Industry might see shortage of containerships by 2012

Date: 2010-9-29    Auther:Administrator

A SHORTAGE of container vessels by 2012 is forecast by Macquarie Equities Research because the newbuilding orderbook hits a 10-year low, said London's International Freighting Weekly.


Macquarie, in its latest Vital Signs shipping report, found that the current containership orderbook would produce a 10 per cent increase in the global fleet's size next year, but go down to six per cent growth in 2012.


"Based on our view that volumes will achieve minimum growth of eight per cent a year, so we are potentially facing a shortage of capacity in 2012," said the authors.


"Due to solid deliveries year-to-date, the orderbook has fallen to 26.4 per cent of the cellular fleet from 36.1 per cent in January and a peak of 64.2 per cent in November 2007," said Macquarie.


Many in the industry saw supply and demand return to balance in 2015 a year ago.
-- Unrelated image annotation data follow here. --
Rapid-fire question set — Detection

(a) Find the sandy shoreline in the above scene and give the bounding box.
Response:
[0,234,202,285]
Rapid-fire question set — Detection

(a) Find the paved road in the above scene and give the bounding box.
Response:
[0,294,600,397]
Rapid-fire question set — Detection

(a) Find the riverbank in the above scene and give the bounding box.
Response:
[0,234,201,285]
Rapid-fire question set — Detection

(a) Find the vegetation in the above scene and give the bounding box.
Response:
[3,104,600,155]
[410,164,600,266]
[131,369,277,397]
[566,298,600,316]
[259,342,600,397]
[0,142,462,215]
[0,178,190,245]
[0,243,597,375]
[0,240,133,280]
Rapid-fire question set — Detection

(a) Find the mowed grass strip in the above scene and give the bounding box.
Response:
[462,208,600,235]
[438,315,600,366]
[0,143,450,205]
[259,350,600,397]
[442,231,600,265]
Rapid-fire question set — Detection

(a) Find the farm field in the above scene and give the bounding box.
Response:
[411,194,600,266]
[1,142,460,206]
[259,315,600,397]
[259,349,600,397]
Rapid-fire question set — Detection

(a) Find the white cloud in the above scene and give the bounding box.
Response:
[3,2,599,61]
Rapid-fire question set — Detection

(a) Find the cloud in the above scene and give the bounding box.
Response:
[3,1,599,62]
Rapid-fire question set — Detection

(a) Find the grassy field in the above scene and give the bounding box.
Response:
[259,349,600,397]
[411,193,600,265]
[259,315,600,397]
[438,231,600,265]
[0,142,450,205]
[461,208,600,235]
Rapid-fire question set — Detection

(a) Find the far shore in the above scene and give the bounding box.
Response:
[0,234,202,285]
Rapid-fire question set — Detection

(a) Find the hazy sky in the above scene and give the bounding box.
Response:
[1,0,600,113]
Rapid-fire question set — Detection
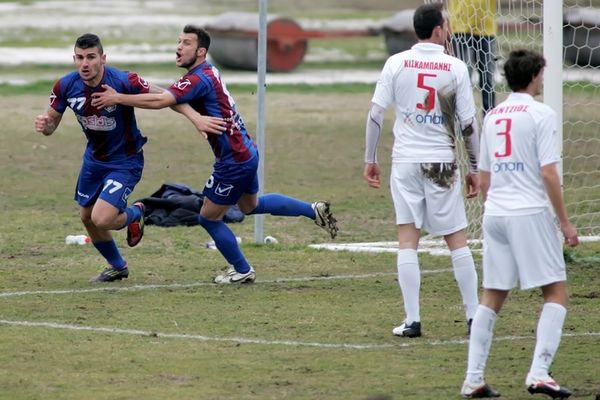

However, many carriers have recorded operational gains in the first half due to the demand boom and the use of slow-steaming strategies, particularly on intra-Asia and Asia-Europe routes, resulting in earlier than expected return to profit.


Carriers tended to invest the profits into new ships, but new ordering has been slow this time because of concerns about financing, especially for non-vessel operating owners.


"Of the orders placed this year, only 23 per cent have come from non-operating owners," said Macquarie.


Weakened financing ability and the reduced participation of non-operating owners will curtail the new-building orderbook next year, it said. "We believe that if there is any sign of greater-than-expected softness in demand, the industry will respond with extra-slow-steaming."